Although the provisions of the BCA regulating due managerial care impose strict standards on members of statutory bodies of business corporations – as they are required to exercise loyalty, necessary expertise and caution at all times when holding office – the business judgment rule creates a “safe harbour” for them, eliminating potential liability arising from bad business decisions, if the decisions were made by the respective member (i) in good faith, (ii) on an informed basis, and (iii) with requisite loyalty towards, and in the defensible interest of the business corporation. This is aimed at creating a correct balance and gives the members of statutory bodies enough freedom to manage the business corporation’s business.
That being said, not every act performed by a member of a statutory body of a business corporation can be seen as a business decision to which the business judgment rule can be applied. Although it is sometimes difficult to establish whether the business judgment rule is applicable – as in addition to making business decisions, managing a business corporation also involves overseeing its internal organisation, technical operations, etc – the members of the statutory body should be aware of the limits of its application.
Concept in snapshot
Most jurisdictions impose a legal obligation on members of statutory bodies of business corporations, and set a certain standard of reasonable care which they are required to adhere to. Czech law is no exception, as it establishes a duty of care through due managerial care. It is, however, very difficult to review if a particular business decision complies with the set standard of reasonable care.
Historically, the main reason for the emergence of the business judgment rule in the US, and its later spread into jurisdictions worldwide, was that in the event of a trial, business decisions had to be reviewed by the courts from the point of view of the managers and the level of knowledge available to them at the moment they made the decision in the past (eg five years back).
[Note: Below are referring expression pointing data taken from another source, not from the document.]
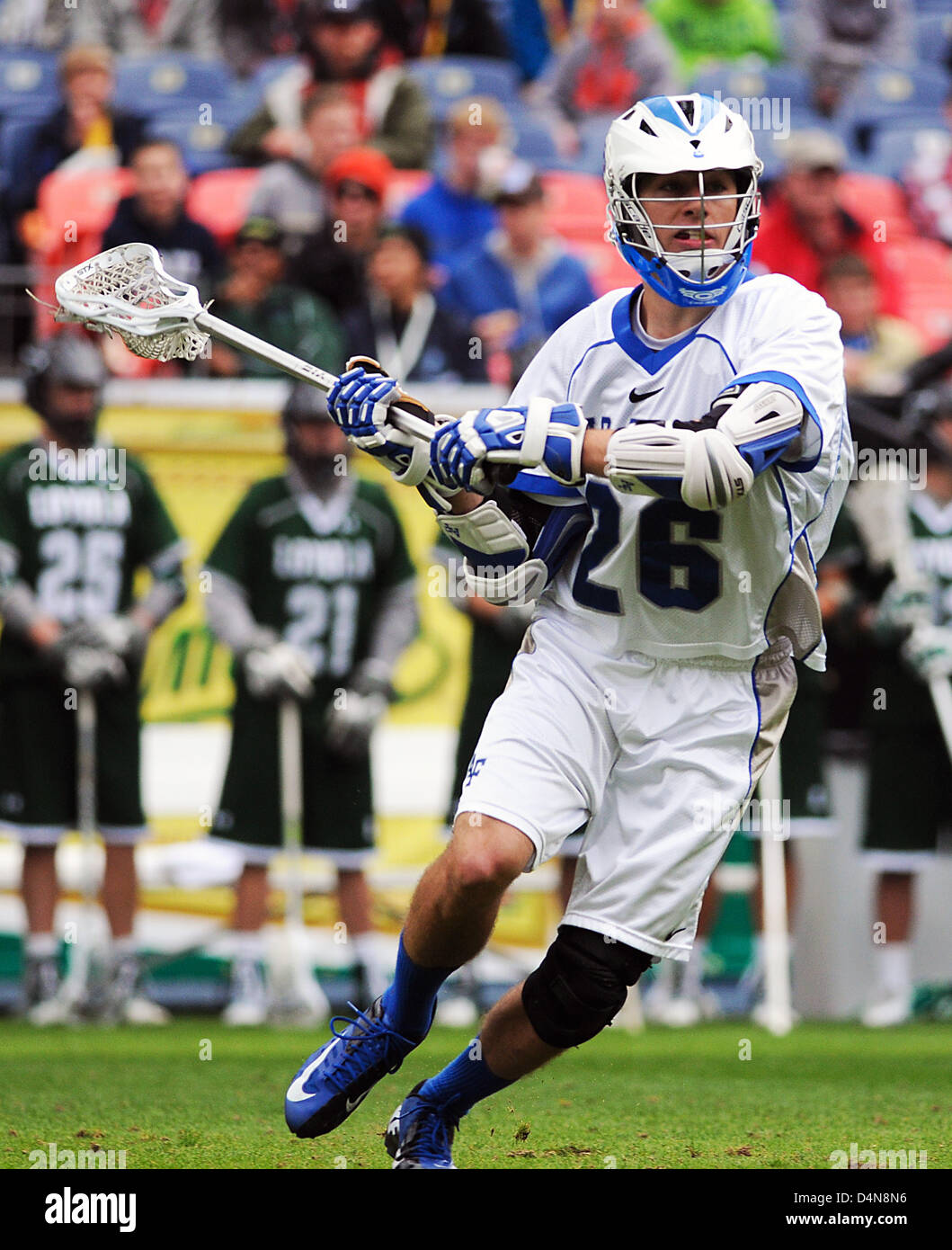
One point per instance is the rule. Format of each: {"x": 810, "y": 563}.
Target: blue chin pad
{"x": 679, "y": 290}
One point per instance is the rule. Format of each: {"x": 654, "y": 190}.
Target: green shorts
{"x": 337, "y": 805}
{"x": 38, "y": 763}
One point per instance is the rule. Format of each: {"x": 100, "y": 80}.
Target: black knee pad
{"x": 580, "y": 986}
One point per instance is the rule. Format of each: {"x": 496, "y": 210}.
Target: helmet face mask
{"x": 689, "y": 143}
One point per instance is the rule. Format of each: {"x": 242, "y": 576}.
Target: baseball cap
{"x": 811, "y": 149}
{"x": 263, "y": 230}
{"x": 342, "y": 10}
{"x": 366, "y": 166}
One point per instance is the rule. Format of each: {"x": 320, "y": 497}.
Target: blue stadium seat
{"x": 28, "y": 83}
{"x": 750, "y": 82}
{"x": 933, "y": 37}
{"x": 534, "y": 140}
{"x": 458, "y": 77}
{"x": 156, "y": 84}
{"x": 15, "y": 138}
{"x": 894, "y": 145}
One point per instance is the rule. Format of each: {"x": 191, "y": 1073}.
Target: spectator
{"x": 621, "y": 57}
{"x": 929, "y": 180}
{"x": 343, "y": 44}
{"x": 333, "y": 262}
{"x": 292, "y": 192}
{"x": 520, "y": 284}
{"x": 253, "y": 31}
{"x": 257, "y": 298}
{"x": 41, "y": 25}
{"x": 84, "y": 133}
{"x": 137, "y": 28}
{"x": 717, "y": 31}
{"x": 451, "y": 211}
{"x": 805, "y": 225}
{"x": 156, "y": 214}
{"x": 836, "y": 40}
{"x": 400, "y": 326}
{"x": 877, "y": 349}
{"x": 433, "y": 28}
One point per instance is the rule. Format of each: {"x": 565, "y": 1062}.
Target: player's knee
{"x": 580, "y": 987}
{"x": 484, "y": 858}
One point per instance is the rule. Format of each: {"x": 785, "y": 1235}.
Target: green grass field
{"x": 660, "y": 1099}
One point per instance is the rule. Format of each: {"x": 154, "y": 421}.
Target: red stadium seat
{"x": 874, "y": 199}
{"x": 923, "y": 270}
{"x": 218, "y": 201}
{"x": 576, "y": 204}
{"x": 76, "y": 209}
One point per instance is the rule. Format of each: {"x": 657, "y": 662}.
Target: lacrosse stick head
{"x": 127, "y": 289}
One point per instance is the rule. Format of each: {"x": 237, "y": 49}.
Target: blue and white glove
{"x": 359, "y": 401}
{"x": 542, "y": 433}
{"x": 929, "y": 651}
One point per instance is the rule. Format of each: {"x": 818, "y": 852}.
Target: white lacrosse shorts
{"x": 656, "y": 758}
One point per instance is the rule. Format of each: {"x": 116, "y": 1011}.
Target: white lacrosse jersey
{"x": 653, "y": 574}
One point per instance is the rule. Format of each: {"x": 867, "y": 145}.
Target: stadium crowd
{"x": 414, "y": 180}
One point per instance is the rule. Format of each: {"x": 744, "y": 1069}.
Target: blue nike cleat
{"x": 336, "y": 1079}
{"x": 420, "y": 1134}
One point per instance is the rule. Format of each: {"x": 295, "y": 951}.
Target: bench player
{"x": 699, "y": 422}
{"x": 77, "y": 519}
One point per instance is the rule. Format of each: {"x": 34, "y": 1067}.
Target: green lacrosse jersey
{"x": 900, "y": 696}
{"x": 314, "y": 570}
{"x": 76, "y": 528}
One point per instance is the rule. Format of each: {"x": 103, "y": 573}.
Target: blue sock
{"x": 410, "y": 1002}
{"x": 462, "y": 1083}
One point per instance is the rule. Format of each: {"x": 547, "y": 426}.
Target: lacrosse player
{"x": 695, "y": 428}
{"x": 313, "y": 589}
{"x": 77, "y": 518}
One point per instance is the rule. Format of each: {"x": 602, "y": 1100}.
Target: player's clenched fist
{"x": 359, "y": 403}
{"x": 542, "y": 433}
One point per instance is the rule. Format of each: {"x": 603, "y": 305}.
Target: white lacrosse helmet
{"x": 671, "y": 135}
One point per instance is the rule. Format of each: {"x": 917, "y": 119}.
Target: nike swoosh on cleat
{"x": 297, "y": 1093}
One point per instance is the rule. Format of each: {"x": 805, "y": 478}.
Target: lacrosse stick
{"x": 76, "y": 987}
{"x": 778, "y": 1013}
{"x": 298, "y": 997}
{"x": 127, "y": 289}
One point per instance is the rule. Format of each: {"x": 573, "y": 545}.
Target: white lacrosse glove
{"x": 355, "y": 714}
{"x": 279, "y": 672}
{"x": 121, "y": 635}
{"x": 904, "y": 605}
{"x": 359, "y": 401}
{"x": 929, "y": 651}
{"x": 541, "y": 433}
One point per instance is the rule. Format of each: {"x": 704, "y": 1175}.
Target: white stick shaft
{"x": 300, "y": 369}
{"x": 779, "y": 1006}
{"x": 291, "y": 807}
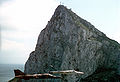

To make such a decision is very difficult as the judges usually did not have the requisite knowledge about business to decide with absolute certainty on the accuracy of pertinent business decisions, and eventually on the manager’s liability. There are also no universal or objective criteria upon which to judge such business decisions, making it even more difficult to decide.
Accordingly, the business judgment rule usually sets conditions that are either presumed and may be rebutted, or have to be substantiated. If these conditions are met, the court will not (usually) review the business decision itself. Although the legal form of the business judgment rule differs from jurisdiction to jurisdiction, the principle and the reasons for its implementation are the same.
The enactment in the BCA is inspired by the judicial practice of the Delaware courts, mainly from the decision in Aronson v. Lewis (473 A 2d 805 – Del 1984), which formulates the business judgment rule as “…a presumption that in making a business decision the directors of a corporation acted on an informed basis, in good faith and in the honest belief that the action taken was in the best interests of the company”. In contrast to the decision in Aronson v. Lewis, however, the BCA lays the burden of proof on the members of the statutory body, unless the judge rules that this requirement would be unjust.
The enactment of the BCA resulted in a major overhaul of Czech civil law, which brought about many changes to various legal institutions, including the system of managerial liability. Due managerial care and the business judgment rule, as enacted in the BCA, have laid the groundwork for members of statutory bodies to perform their duties. The adjustment to the law was necessary, as it reflects the social, market, and legal changes in the Czech Republic in the past twenty years. So far, the new system of managerial liability has been positively received, and an increasing trend of its reflection in internal management manuals of business corporations is being witnessed.
The new civil law imposes more stringent rules and requirements on the performance of office of a statutory body in a business corporation, requiring a more cautious and diligent approach. At the same time, the Business Corporations Act introduces the concept of the business judgement rule to protect members of statutory bodies for bad business decisions reached in the past.